Kathy Malone, managing director of regulatory compliance and consulting for global valuation and corporate finance advisor Duff & Phelps in Stamford CT, agrees that FINRA wants to ensure that the algorithms used by robo-advice platforms generate the correct portfolio allocations for investors. The limited investment selections of robo-advisors might also not be the best choice for certain risk profiles. Some have exchange-traded funds in the mix, which could have limited liquidity.
“How much human interaction the firm wants to provide customers might differ, although the principal review of the paperwork is already required. At the very least, firms will need trained staff to review each customer profile and sign off on the allocations,” say Malone. Additional communications with clients might be needed to either make changes to the portfolio allocations through the robo-advice platform or recommend it not be used at all. Other products not offered on the automated advice systems might also be far more suitable.
Role of Compliance
Just where do compliance managers fit into the equation? Naturally, they will have to design manuals as to how often the client is contacted, through what means, what additional disclosures will be required, how often the algorithms must be tested, who will monitor the results, how will deviations from the expected norm be handled, and who will decide when algorithms must be changed. Written policies that document how portfolios are created and modified will go a long way to appeasing FINRA’s concerns on investor protection, say legal experts. So will testing of algorithms which could prevent substantial investor losses during market upheavals.

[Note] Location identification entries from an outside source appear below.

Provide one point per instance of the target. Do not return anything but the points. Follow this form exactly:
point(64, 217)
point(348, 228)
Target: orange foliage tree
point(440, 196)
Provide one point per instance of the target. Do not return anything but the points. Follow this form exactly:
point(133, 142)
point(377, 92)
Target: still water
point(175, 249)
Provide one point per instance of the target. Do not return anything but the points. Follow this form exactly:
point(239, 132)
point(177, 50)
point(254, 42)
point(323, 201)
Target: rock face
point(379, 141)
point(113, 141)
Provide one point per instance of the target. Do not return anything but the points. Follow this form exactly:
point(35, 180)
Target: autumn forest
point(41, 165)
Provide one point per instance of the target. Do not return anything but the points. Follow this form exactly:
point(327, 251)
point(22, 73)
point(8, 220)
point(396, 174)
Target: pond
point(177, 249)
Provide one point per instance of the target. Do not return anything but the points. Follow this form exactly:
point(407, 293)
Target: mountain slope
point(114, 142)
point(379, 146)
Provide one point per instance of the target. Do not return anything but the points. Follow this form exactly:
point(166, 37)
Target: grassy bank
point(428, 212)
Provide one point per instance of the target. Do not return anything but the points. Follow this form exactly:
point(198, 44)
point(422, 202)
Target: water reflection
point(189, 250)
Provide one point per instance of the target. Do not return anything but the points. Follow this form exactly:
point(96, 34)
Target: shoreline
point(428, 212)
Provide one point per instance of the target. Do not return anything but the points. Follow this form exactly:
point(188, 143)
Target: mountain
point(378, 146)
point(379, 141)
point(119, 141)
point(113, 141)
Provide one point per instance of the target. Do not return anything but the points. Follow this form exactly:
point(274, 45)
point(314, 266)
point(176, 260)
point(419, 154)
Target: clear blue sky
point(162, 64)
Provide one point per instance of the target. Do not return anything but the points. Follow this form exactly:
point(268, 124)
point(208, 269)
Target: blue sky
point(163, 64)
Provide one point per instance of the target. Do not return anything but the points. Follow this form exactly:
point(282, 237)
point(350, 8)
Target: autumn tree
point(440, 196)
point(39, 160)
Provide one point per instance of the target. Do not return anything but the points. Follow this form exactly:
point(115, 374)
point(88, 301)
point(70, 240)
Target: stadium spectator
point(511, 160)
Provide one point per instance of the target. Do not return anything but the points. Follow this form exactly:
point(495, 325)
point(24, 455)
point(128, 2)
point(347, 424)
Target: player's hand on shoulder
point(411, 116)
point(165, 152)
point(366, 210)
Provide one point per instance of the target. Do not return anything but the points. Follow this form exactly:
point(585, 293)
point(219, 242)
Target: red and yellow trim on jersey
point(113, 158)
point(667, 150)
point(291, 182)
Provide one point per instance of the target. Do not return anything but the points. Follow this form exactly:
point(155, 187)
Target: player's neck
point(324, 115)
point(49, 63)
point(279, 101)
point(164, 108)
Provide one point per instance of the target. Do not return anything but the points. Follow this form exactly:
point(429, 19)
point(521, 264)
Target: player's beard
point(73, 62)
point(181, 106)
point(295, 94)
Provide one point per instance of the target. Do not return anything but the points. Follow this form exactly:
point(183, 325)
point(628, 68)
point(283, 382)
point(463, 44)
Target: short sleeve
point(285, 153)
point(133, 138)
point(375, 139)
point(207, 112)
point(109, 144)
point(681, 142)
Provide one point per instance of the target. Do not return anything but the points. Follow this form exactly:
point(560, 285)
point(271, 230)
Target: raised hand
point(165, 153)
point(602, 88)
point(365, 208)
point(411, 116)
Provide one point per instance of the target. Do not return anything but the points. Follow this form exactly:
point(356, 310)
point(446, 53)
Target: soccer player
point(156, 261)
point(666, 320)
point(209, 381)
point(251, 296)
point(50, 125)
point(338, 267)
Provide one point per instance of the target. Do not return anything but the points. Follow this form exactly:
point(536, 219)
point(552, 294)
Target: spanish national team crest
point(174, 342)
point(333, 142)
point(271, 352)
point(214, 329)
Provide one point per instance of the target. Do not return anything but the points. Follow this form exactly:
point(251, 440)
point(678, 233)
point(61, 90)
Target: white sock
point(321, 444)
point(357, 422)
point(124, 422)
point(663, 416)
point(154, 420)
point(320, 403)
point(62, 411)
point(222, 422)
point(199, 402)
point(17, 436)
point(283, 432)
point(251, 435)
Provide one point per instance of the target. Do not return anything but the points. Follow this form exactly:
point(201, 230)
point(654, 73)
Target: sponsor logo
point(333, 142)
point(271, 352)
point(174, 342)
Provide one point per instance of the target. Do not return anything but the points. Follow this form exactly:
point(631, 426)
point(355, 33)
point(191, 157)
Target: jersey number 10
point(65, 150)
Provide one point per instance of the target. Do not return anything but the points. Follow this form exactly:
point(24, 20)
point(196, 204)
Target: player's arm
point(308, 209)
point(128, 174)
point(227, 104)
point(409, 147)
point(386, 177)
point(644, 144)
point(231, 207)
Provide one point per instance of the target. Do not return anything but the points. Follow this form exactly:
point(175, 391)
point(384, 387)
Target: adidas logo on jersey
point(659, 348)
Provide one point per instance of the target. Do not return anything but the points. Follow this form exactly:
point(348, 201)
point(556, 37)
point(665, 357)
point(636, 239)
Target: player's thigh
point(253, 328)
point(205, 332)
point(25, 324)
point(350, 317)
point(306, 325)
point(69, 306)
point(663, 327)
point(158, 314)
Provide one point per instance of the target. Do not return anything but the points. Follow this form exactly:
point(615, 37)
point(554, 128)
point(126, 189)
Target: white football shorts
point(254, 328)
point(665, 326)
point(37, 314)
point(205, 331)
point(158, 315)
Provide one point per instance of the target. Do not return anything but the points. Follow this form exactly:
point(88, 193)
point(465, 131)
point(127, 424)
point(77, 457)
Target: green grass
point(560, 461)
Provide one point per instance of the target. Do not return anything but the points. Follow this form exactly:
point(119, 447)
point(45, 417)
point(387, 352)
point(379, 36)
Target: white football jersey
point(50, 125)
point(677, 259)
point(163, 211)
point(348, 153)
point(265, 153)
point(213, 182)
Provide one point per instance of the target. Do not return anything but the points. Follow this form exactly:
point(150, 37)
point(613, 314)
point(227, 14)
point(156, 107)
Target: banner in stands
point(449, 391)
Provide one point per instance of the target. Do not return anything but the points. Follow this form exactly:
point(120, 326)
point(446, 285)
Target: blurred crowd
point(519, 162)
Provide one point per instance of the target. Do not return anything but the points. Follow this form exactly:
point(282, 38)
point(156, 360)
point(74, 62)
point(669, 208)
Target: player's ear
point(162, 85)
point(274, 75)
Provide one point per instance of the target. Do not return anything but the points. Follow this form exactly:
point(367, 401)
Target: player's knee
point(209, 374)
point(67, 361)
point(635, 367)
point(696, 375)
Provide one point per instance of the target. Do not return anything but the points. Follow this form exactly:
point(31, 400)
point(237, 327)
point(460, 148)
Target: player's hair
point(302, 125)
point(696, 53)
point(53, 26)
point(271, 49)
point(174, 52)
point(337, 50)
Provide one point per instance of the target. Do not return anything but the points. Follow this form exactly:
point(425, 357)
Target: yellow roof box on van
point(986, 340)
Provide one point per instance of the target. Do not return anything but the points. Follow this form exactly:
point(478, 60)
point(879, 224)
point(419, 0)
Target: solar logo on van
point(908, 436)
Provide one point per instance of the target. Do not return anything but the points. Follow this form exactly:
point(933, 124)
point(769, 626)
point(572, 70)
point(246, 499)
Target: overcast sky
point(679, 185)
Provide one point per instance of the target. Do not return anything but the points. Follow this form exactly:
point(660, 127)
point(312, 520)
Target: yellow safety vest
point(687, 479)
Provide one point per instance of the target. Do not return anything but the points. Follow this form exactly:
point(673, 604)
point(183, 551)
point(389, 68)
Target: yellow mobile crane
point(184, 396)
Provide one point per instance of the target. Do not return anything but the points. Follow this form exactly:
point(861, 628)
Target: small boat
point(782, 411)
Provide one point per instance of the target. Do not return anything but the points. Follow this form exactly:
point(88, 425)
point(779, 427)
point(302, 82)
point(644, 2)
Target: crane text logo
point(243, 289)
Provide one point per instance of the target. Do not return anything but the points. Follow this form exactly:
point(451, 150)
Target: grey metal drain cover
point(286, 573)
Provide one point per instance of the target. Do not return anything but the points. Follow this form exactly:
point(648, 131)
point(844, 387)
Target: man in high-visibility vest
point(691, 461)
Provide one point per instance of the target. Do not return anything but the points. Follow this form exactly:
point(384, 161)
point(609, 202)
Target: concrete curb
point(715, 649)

Equally as important could be ensuring data security and privacy. Cybersecurity experts caution that robo-advice platforms could be ripe territory for fraudsters. Count on managing data breaches and redistribution to be included in the manuals.
One compliance manager at a New York brokerage tells FinOps that FINRA’s guidance has prompted his firm to consider hiring a dedicated compliance specialist for its robo-advice platform. The job description, he says, cites a background in broker-dealer compliance, wealth management and algorithmic programs as critical requirements. Yet another says that his firm will be adding a handful of wealth managers to contact investors on a quarterly or even more frequent basis during a market downturn.
Since robo-advice has been marketed as a cheaper alternative to full-service wealth management, it is unclear whether the additional expense will be absorbed by the brokerage or investment advisor or be passed along to customers in the form of higher fees. The latter option could robo-advice far less attractive. All of the ten compliance experts contacted by FinOps say that their firms will be evaluating the extra costs and determining how they will be priced for investors. Compliance consultants, such as Malone, believe that the additional costs should be absorbed by the brokerage or advisor.
Hopefully all of the preparatory work will help broker-dealers pass muster during a FINRA exam. It could also come in handy when the SEC comes calling. The SEC has suggested that it will also come up with guidance for broker-dealers offering robo-advice.